Master of Life and Death - Cover

Master of Life and Death

Public Domain

Chapter 17

Walton stepped off the jetbus at Broadway and West 382nd Street, paused for a moment beneath a street lamp, and fingered his chin to see if his mask were on properly. It was.

Three youths stood leaning against a nearby building. “Could you tell me where the block meeting’s being held?” Walton asked.

“Down the street and turn left. You a telefax man?”

“Just an interested citizen,” Walton said. “Thanks for the directions.”

It was easy to see where the block meeting was; Walton saw streams of determined-looking men and women entering a bulky old building just off 382nd Street. He joined them and found himself carried along into the auditorium.

Nervously he found a seat. The auditorium was an old one, predominantly dark brown and cavernous, with row after row of hard wooden folding chairs. Someone was adjusting a microphone on stage. A sharp metallic whine came over the public-address system.

“Testing. Testing, one two three...”

“It’s all right, Max!” someone yelled from the rear. Walton didn’t turn around to look.

A low undercurrent of murmuring was audible. It was only 1815; the meeting was not due to start for another fifteen minutes, but the hall was nearly full, with more than a thousand of the local residents already on hand.

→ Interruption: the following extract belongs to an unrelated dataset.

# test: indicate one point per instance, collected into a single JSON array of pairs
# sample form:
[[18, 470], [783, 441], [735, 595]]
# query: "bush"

The fifteen minutes passed slowly. Walton listened carefully to the conversations around him; no one was discussing the Venus situation. Apparently his cloud of censorship had been effective. He had instructed Percy to keep all word of the disaster from the public until the 2100 newsblares. By that time, the people would have been exposed to the indoctrinating kaleidowhirl program at 2000, and their reaction would be accordingly more temperate--he hoped.

Also, releasing the news early would have further complicated the survey Walton was trying to make by attending this public meeting. The Index of Public Confusion increased factorially; one extra consideration for discussion and Walton’s task would be hopelessly difficult.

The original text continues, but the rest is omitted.